Contrasting impacts of competition on ecological and social trait evolution in songbirds

Abstract

Competition between closely related species has long been viewed as a powerful selective force that drives trait diversification, thereby generating phenotypic diversity over macroevolutionary timescales. However, although the impact of interspecific competition has been documented in a handful of iconic insular radiations, most previous studies have focused on traits involved in resource use, and few have examined the role of competition across large, continental radiations. Thus, the extent to which broad-scale patterns of phenotypic diversity are shaped by competition remain largely unclear, particularly for social traits. Here, we estimate the effect of competition between interacting lineages by applying new phylogenetic models that account for such interactions to an exceptionally complete dataset of resource-use traits and social signaling traits for the entire radiation of tanagers (Aves, Thraupidae), the largest family of songbirds. We find that interspecific competition strongly influences the evolution of traits involved in resource use, with a weaker effect on plumage signals, and very little effect on song. Our results provide compelling evidence that interspecific exploitative competition contributes to ecological trait diversification among coexisting species, even in a large continental radiation. In comparison, signal traits mediating mate choice and social competition seem to diversify under different evolutionary models, including rapid diversification in the allopatric stage of speciation.

Fig 1. Biogeography of tanagers (Thraupidae).

(A), Phylogeny of study species, with colors at tips denoting geographical distributions corresponding to the areas shown in (B). (B), Map of the regions used for ancestral range estimation. Key to regions as defined by ref. [37]: a, Gulf-Caribbean slope, Pacific arid slope, and Chocó lowlands; b, Chiriquí-Darién highlands; c, subtropical Pacific; d, northern Andes; e, central and southern Andes; f, central South America and Pampas; g, Atlantic forest; h, Patagonia; i, Amazonia (north and south) and northern South America; j, Tepuis.

Fig 2. Plotted is the relative support for the best model that incorporates interspecific competition (MC, DD_lin, or DD_exp) when compared to the best model that does not incorporate interspecific competition (BM or OU) ± the standard deviation across fits to the sample of stochastic maps for each trait (see S4 Data).

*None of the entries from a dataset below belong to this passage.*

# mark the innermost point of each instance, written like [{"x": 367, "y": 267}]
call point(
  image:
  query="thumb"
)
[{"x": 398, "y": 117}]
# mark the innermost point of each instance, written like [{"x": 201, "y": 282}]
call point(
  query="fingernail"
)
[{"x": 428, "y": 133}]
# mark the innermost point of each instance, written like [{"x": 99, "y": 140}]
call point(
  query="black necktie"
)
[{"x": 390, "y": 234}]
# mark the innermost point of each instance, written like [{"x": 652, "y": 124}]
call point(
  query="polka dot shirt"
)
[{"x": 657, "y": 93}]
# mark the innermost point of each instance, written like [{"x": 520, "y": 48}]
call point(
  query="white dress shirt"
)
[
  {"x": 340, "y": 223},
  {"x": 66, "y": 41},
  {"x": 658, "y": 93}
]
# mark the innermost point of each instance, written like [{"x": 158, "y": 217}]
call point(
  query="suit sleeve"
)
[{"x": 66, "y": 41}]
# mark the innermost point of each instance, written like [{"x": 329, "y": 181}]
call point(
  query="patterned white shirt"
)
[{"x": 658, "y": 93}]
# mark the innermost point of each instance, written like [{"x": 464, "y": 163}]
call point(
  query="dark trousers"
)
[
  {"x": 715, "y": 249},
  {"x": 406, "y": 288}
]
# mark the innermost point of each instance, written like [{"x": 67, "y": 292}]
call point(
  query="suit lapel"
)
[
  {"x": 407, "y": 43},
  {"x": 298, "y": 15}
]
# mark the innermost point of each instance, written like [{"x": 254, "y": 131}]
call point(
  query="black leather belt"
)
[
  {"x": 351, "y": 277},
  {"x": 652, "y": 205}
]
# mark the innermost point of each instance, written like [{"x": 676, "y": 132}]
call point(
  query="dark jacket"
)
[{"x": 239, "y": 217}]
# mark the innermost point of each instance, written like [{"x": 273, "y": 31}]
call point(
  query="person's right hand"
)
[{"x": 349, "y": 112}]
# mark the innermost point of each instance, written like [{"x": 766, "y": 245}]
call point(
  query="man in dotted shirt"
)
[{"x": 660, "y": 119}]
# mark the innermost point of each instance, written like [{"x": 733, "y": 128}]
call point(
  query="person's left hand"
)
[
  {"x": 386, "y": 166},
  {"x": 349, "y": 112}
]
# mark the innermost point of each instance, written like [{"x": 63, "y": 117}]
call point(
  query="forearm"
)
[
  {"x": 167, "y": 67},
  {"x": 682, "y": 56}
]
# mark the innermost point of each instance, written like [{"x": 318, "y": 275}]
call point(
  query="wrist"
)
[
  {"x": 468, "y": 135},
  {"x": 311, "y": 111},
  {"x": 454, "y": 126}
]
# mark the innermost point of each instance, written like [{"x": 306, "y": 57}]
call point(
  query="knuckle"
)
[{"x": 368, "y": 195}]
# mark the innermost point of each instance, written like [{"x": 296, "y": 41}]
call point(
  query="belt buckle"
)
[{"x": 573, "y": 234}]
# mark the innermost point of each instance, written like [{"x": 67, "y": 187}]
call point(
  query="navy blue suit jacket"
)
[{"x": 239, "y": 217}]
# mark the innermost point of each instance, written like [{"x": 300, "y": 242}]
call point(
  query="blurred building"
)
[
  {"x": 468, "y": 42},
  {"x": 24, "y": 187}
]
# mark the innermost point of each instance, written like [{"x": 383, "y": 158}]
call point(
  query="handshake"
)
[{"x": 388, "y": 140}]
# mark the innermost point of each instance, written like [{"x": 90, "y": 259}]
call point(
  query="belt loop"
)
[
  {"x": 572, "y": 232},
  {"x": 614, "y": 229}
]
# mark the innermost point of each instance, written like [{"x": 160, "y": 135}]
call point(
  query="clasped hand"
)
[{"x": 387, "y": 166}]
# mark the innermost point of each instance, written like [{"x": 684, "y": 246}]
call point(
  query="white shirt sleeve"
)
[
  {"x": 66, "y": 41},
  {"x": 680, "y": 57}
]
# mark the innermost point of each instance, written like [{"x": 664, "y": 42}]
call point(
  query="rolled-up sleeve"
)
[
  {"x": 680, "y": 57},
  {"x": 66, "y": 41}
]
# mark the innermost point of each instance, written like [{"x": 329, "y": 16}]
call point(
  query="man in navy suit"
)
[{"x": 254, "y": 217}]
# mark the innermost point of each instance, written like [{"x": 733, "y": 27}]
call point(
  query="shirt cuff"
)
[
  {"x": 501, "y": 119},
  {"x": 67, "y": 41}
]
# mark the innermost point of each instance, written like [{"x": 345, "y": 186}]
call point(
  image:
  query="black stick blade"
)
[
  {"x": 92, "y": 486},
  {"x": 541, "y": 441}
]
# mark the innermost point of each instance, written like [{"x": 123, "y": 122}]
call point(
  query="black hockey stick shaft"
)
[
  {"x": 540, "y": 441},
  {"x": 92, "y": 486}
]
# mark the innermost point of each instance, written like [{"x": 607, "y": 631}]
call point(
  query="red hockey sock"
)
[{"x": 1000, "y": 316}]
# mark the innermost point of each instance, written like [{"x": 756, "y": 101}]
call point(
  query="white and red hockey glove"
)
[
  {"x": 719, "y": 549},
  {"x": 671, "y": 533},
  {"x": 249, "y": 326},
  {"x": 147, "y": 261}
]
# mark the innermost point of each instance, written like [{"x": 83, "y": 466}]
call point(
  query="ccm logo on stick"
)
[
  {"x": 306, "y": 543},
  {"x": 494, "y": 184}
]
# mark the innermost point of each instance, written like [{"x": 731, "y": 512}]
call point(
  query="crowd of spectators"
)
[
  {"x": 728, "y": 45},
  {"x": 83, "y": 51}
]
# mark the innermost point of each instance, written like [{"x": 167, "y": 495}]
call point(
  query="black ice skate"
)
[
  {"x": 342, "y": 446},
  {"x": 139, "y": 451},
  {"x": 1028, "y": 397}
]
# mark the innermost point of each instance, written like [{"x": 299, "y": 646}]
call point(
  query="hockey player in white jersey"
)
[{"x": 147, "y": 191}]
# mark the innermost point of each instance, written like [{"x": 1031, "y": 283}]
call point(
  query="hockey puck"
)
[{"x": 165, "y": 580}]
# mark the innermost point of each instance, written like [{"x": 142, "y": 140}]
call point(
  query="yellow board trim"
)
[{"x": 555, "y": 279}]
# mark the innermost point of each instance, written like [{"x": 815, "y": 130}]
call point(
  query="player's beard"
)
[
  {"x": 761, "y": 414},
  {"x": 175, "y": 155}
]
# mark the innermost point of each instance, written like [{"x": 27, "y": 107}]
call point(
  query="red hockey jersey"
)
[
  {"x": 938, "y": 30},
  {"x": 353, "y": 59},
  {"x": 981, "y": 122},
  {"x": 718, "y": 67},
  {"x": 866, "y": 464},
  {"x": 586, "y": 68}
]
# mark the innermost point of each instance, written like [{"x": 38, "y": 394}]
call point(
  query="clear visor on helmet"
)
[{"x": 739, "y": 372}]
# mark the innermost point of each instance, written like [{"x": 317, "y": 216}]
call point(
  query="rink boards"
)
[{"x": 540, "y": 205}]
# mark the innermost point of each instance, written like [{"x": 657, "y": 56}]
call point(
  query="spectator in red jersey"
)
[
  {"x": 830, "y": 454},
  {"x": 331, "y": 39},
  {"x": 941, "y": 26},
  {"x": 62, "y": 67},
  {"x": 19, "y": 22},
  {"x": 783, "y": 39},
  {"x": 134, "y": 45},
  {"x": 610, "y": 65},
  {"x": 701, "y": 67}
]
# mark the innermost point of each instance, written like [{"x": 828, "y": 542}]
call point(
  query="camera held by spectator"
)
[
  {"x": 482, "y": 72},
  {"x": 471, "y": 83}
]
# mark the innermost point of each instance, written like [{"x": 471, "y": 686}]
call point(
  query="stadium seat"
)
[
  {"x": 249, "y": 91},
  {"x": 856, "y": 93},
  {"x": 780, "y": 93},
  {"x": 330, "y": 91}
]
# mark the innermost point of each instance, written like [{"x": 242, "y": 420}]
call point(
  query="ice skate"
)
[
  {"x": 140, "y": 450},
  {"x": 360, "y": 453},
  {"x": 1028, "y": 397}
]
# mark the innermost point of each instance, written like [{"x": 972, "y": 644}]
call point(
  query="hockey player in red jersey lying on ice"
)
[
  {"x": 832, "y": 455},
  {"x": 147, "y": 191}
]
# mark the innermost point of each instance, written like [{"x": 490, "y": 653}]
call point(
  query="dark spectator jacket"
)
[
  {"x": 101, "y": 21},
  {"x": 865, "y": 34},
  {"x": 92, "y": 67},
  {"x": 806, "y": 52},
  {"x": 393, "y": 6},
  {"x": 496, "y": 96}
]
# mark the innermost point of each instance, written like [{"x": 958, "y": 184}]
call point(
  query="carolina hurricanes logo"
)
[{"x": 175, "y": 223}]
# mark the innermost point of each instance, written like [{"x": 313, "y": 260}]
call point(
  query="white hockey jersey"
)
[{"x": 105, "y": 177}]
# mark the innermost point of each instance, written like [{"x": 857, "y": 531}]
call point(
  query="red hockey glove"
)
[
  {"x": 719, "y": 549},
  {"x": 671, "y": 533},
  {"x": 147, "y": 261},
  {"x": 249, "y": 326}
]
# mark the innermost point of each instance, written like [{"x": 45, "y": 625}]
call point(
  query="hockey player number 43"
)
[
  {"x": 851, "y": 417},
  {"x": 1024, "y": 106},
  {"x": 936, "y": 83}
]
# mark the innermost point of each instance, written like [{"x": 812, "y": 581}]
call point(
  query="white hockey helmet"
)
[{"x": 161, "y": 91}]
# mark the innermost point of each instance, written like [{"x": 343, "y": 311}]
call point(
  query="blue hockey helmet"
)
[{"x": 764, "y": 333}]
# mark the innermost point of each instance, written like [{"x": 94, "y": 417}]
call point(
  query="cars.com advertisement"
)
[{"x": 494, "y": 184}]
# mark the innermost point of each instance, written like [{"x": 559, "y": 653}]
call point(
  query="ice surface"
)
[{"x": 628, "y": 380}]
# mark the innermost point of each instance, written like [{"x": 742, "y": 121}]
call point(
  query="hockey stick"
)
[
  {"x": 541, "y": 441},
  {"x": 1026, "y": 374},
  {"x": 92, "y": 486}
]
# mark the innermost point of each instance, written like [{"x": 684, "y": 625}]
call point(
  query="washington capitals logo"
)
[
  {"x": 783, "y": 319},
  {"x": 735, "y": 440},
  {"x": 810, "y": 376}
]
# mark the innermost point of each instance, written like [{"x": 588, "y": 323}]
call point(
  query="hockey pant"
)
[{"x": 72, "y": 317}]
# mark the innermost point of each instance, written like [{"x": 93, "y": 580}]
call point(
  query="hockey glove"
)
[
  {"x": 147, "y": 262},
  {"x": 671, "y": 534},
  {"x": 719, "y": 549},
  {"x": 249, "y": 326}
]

Filled points represent model fit cases in which the mean relative support for a model with competition is higher than for a model excluding competition (i.e., relative support > 0.5). Species were grouped by diet (A-D), habitat (E-G), and year-round territoriality (H). Trait numbers (1–27) are defined in S1 Table. BM, Brownian motion; DD_exp, exponential diversity-dependent model; DD_lin, linear diversity-dependent model; MC, matching competition; OU, Ornstein-Uhlenbeck.

Fig 3

Trait disparity through time between allopatric and sympatric lineages for the following four representative scenarios: (A) Beak pPC3 for year-round territorial taxa (trait number 4, S1 Table), (B) whole song frequency pPC2 for year-round territorial taxa (trait number 22, S1 Table), (C) ln(mass) for frugivores (trait number 1), and (D) male coloration pPC2 for frugivores (trait number 17, S1 Table). The best-supported model is indicated. Each panel depicts the mean disparity, calculated as the average squared Euclidean distance, between allopatric lineages and between sympatric lineages through time in 100 datasets simulated with the MLE parameter values for the best-fit model (left) and the distribution of mean sympatric and allopatric disparity values at the tips (right). Red lines depict the mean disparity values in the empirical datasets (see S5 Data). BM, Brownian motion; DD_exp, exponential diversity-dependent model; ln(mass), log-transformed mass; MC, matching competition; MLE, maximum likelihood estimate; OU, Ornstein-Uhlenbeck; pPC2, phylogenetic principal component 2; pPC3, phylogenetic principal component 3.

Fig 4. The tempo of ecological and social trait evolution.

(A) Mean MLE of the σ² (evolutionary rate) parameter from the BM model fit to standardized trait values show that song traits evolve more rapidly than resource-use or plumage traits in either sex. Plotted are mean ± SD of mean values for each class of trait from fits across 100 posterior trees. (B) Mean MDI estimates similarly indicate that song traits accumulate within-clade disparity more rapidly than resource-use or plumage traits in either sex. Plotted are mean ± SD of mean values for each class of trait calculated across 100 posterior trees (see S6 Data). BM, Brownian motion; MDI, morphological disparity index; ML, maximum likelihood.